Тот, кому довелось однажды написать ужасно умоляющее письмо, чтобы потом его все-таки порвать и выбросить, знает лучше других, что подразумевается здесь под словом «сегодня». И разве не знакомы всем и каждому эти почти неразборчивые записки: «Приходите, если только можете, если хотите прийти, если я вправе вас об этом просить! В пять часов в кафе «Ландтман»!» Или эти телеграммы: «Пожалуйста срочно позвони мне тчк еще сегодня». Или: «Сегодня невозможно».
Ибо «сегодня» — слово, которое вправе употреблять лишь самоубийцы, для всех иных оно решительно не имеет смысла, «сегодня» — просто обозначение любого безразличного для них дня, в том числе и нынешнего, они понимают, что им снова предстоит восемь часов работать или провести свободный день, что понадобится кое-куда сходить, сделать кое-какие покупки, прочесть утреннюю и вечернюю газету, выпить кофе; о чем-то случится забыть, с кем-то встретиться, кому-то позвонить, — в общем, это день, когда что-то должно произойти или, вернее, когда происходит не Бог весть что.

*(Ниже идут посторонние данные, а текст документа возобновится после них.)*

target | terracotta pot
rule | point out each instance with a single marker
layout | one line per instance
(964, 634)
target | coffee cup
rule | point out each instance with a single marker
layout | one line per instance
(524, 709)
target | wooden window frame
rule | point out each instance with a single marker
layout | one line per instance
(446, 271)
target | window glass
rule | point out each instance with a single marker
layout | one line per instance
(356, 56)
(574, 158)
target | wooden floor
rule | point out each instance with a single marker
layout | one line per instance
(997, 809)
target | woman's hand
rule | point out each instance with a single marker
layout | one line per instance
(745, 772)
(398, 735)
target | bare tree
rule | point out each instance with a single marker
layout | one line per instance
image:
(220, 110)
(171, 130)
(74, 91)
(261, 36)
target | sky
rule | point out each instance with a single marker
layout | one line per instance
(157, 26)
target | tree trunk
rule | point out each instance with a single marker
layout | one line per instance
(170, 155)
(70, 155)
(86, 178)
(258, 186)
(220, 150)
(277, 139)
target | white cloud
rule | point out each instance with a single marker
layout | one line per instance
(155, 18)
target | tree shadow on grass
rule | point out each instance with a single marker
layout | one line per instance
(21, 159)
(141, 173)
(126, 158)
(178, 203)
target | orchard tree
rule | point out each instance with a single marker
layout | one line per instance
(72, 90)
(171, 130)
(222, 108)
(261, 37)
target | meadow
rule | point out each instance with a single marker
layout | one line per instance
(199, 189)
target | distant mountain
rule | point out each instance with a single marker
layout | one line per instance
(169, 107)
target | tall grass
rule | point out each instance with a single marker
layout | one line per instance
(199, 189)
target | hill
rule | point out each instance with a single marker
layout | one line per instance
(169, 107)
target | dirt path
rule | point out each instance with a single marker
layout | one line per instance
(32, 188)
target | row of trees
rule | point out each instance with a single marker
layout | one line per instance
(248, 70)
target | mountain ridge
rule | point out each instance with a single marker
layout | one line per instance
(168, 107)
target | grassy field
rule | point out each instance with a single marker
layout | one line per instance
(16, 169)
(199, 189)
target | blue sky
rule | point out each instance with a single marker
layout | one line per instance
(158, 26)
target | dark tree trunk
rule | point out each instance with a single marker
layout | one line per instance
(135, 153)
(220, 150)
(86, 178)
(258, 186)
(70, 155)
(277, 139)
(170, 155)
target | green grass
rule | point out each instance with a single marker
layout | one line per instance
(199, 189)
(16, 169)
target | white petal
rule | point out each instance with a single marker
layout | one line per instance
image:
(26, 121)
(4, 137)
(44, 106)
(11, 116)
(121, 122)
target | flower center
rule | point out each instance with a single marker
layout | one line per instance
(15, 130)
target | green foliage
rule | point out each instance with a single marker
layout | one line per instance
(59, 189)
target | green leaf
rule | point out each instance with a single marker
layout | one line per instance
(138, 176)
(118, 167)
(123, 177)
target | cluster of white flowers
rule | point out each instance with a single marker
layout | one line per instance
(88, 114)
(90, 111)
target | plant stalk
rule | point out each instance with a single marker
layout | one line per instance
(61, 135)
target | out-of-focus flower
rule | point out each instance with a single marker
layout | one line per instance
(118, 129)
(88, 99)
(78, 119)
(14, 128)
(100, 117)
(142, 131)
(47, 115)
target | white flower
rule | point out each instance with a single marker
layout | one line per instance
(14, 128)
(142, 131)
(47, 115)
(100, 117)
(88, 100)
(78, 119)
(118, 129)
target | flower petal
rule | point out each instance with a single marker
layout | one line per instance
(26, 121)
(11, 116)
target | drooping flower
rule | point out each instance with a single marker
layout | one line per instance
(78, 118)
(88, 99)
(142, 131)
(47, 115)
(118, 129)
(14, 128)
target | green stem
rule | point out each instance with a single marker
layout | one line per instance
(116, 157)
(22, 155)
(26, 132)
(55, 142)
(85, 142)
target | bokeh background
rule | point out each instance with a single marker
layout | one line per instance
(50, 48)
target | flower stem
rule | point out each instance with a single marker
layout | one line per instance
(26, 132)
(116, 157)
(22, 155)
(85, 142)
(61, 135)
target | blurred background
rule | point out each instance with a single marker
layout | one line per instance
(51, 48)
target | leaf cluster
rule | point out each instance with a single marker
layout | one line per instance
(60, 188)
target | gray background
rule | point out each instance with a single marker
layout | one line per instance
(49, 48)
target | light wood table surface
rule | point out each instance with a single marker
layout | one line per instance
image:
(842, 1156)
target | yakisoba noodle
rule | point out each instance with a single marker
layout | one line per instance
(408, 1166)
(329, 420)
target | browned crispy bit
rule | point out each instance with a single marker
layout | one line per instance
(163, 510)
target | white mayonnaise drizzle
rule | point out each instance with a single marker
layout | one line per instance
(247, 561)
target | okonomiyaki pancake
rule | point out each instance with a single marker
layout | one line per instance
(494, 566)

Зато когда я произношу слово «сегодня», дыхание у меня становится неровным, начинается аритмия, которую теперь можно установить даже по электрокардиограмме, правда, ее рисунок не показывает истинную причину — мое «сегодня», всегда новое, гнетущее, — однако я могу представить доказательство этого расстройства, составленное на лаконичном медицинском жаргоне, доказательство того, что у меня предшествует приступу страха, вызывает предрасположенность к нему, метит знаком, расстройства сегодня еще функционального, — так говорят, так думают они, знатоки доказательств. Боюсь однако, что виной всему — «сегодня», слишком волнующее для меня, слишком безмерное, слишком захватывающее, и с этой патологической взволнованностью до последнего дыхания будет сопряжено для меня «сегодня».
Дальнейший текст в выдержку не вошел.